SETENTA Y CINCO

Raquel sabía que el tema de conversación en su círculo literario de aquella noche iba a ser la sensación que Juan de Zavala había causado en el paseo.

Para ocultar sus verdaderos propósitos, el grupo se llamaba a sí mismo Sociedad Literaria Sor Juana. Si bien era cierto que se reunían y hablaban de libros, también se valían con frecuencia de sus reuniones para tratar de temas políticos y sociales que estaban en la lista de cosas prohibidas del virrey y el cardenal. Los miembros compartían las mismas ideas políticas. La Ilustración y las grandes revoluciones en Francia y Estados Unidos los habían sacudido intelectualmente.

Algunas asociaciones utilizaban nombres de santos, pero Raquel y su íntima amiga, Leona Vicario, creían que era una hipocresía nombrar a su sociedad con el nombre de un santo cuando uno de sus propósitos era debatir y quejarse de las restricciones al pensamiento libre que imponía la Iglesia. Así que habían escogido el nombre de la gran poetisa mexicana.

Andrés Quintana Roo, un brillante y joven abogado que se sentía atraído intelectual y románticamente por Leona, consideraba que el nombre de Sor Juana para su sociedad era una broma a costa de la Iglesia. «Escribió su renuncia a la vida intelectual con sangre debido a las críticas de la Iglesia», decía.

Once miembros de la sociedad estaban presentes esa noche, incluido el autoproclamado Pensador Mexicano. Como Raquel le había dicho a Juan, sus miembros ponían freno a sus opiniones políticas cuando aparecía Lizardi. Esa noche, sin embargo, la conversación era más personal que profunda.

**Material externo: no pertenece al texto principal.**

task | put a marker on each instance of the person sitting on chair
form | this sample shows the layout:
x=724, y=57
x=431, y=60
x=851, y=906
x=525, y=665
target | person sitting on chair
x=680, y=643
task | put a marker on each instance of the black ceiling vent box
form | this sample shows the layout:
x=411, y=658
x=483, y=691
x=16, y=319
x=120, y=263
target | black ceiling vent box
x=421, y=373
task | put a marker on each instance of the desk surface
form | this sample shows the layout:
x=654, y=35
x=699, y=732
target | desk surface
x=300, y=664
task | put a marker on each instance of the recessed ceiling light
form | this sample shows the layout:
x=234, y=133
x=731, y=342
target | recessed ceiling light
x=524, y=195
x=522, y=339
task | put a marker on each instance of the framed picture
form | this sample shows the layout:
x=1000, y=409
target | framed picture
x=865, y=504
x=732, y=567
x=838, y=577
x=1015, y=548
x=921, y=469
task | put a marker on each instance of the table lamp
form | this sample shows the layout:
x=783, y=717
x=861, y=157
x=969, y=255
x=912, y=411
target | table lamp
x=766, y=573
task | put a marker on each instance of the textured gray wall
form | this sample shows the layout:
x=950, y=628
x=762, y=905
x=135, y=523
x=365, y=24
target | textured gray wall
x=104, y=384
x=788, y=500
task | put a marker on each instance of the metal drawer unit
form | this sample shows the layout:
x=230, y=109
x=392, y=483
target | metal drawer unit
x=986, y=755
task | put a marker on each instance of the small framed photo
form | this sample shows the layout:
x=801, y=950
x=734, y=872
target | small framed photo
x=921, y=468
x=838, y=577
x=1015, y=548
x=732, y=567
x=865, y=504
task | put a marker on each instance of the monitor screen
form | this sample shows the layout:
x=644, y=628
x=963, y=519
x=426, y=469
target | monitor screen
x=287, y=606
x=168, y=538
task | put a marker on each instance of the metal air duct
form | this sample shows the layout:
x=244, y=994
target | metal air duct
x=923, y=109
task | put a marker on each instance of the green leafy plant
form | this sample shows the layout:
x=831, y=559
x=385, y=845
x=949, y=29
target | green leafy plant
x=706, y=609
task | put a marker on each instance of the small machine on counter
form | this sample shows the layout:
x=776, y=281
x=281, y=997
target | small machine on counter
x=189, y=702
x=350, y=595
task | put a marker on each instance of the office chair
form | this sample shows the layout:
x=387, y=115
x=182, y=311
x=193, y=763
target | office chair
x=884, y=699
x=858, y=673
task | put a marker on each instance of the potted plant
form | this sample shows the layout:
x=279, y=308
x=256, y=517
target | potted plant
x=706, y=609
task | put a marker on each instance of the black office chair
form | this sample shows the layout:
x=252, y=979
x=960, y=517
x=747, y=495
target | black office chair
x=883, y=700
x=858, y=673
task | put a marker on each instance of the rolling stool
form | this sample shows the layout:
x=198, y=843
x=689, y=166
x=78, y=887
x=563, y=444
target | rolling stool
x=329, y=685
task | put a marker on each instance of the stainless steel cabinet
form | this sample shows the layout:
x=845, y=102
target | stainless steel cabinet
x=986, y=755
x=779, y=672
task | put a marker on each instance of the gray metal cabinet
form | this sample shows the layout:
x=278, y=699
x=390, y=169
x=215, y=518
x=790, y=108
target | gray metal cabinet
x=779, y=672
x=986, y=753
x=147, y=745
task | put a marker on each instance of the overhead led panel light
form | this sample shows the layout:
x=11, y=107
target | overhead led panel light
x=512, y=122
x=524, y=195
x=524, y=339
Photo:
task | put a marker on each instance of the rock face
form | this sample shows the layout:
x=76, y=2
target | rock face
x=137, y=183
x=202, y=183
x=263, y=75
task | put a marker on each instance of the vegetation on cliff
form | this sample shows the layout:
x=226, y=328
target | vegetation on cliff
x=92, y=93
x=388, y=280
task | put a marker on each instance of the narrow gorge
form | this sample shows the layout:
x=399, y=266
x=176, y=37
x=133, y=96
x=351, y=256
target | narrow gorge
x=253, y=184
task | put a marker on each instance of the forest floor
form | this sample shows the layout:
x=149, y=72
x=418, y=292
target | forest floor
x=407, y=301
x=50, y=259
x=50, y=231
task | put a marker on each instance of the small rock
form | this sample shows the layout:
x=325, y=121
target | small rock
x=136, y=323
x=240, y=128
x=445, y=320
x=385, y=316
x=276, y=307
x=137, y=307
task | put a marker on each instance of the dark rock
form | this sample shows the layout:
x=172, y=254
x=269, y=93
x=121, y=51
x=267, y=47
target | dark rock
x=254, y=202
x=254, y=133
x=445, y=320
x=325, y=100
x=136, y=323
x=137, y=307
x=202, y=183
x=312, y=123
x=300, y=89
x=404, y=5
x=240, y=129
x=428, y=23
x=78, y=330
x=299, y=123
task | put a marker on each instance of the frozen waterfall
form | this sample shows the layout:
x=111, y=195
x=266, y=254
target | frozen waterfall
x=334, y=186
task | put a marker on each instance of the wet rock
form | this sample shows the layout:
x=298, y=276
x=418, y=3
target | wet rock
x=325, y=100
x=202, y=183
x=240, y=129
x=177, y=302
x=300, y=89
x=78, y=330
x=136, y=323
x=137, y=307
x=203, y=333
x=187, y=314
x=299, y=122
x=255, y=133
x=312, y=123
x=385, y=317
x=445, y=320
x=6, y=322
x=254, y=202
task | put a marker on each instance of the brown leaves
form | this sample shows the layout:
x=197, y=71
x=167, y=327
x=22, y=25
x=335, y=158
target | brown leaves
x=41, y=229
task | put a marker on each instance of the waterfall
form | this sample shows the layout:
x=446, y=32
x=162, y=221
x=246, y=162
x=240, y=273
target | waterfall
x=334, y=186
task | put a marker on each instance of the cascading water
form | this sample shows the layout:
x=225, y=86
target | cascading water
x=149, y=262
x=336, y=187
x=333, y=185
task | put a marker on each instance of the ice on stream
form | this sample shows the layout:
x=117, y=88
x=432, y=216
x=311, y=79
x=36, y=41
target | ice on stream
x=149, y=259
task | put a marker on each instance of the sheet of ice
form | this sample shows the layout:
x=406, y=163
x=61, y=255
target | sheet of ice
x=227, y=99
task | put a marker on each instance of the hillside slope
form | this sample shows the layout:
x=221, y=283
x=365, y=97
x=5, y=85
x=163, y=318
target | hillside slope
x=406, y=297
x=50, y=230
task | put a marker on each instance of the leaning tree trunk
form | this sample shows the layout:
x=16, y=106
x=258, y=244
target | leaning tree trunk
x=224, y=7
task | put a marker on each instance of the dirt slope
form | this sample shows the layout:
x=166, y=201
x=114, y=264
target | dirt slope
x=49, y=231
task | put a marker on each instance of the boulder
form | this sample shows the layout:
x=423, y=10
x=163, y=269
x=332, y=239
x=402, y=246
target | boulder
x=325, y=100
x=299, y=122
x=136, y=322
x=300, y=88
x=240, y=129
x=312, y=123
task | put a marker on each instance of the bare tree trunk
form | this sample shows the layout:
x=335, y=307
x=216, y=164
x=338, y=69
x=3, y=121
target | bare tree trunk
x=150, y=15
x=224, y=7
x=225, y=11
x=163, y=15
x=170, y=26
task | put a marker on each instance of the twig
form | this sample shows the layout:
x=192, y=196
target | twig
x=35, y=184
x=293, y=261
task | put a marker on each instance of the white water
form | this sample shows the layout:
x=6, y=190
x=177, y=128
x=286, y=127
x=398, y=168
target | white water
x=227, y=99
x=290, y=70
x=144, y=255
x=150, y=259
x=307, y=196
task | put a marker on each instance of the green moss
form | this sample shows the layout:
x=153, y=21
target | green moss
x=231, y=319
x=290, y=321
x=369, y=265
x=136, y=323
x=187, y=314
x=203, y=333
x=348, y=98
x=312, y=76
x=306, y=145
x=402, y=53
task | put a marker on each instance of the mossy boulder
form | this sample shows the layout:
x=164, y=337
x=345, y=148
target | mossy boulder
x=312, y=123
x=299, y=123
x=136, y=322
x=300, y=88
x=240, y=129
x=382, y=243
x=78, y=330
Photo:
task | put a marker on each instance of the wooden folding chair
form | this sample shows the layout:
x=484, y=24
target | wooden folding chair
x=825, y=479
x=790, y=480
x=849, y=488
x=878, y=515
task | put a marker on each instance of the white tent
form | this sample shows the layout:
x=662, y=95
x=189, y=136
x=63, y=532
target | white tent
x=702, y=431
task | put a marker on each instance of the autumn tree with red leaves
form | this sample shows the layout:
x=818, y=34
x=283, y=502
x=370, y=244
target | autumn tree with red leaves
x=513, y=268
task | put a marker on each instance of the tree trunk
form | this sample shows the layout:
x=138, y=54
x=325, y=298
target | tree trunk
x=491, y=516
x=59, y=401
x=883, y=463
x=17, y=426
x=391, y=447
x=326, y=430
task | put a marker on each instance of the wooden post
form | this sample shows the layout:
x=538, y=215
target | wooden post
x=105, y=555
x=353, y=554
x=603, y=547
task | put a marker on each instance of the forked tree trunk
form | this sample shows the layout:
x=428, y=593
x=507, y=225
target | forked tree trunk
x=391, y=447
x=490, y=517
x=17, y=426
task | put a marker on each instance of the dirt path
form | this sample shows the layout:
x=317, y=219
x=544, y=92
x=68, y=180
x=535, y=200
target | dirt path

—En todas las casas de la ciudad están discutiendo ahora las acciones de Zavala —comentó Quintana Roo.

Ninguno de ellos sabía que Raquel había estado prometida una vez a Juan, ni siquiera Lizardi. Juan le había dicho a Raquel que nunca le había mencionado al escritor que la conocía.

—Los gachupines están muy inquietos —dijo Leona—. La Junta de Cádiz ha dado a la colonia plena representación política, pero el virrey y sus sirvientes peninsulares no han hecho caso del decreto, poco dispuestos a que los nacidos en la colonia tengan los mismos derechos que ellos. Pero ese aventurero, Zavala, les ha causado un sinfín de preocupaciones. Un peón que primero es un héroe en España y que después humilla a tres caballeros que lo asaltan en el paseo… Los gachupines no tolerarán, no pueden, que semejante rebeldía no sea castigada.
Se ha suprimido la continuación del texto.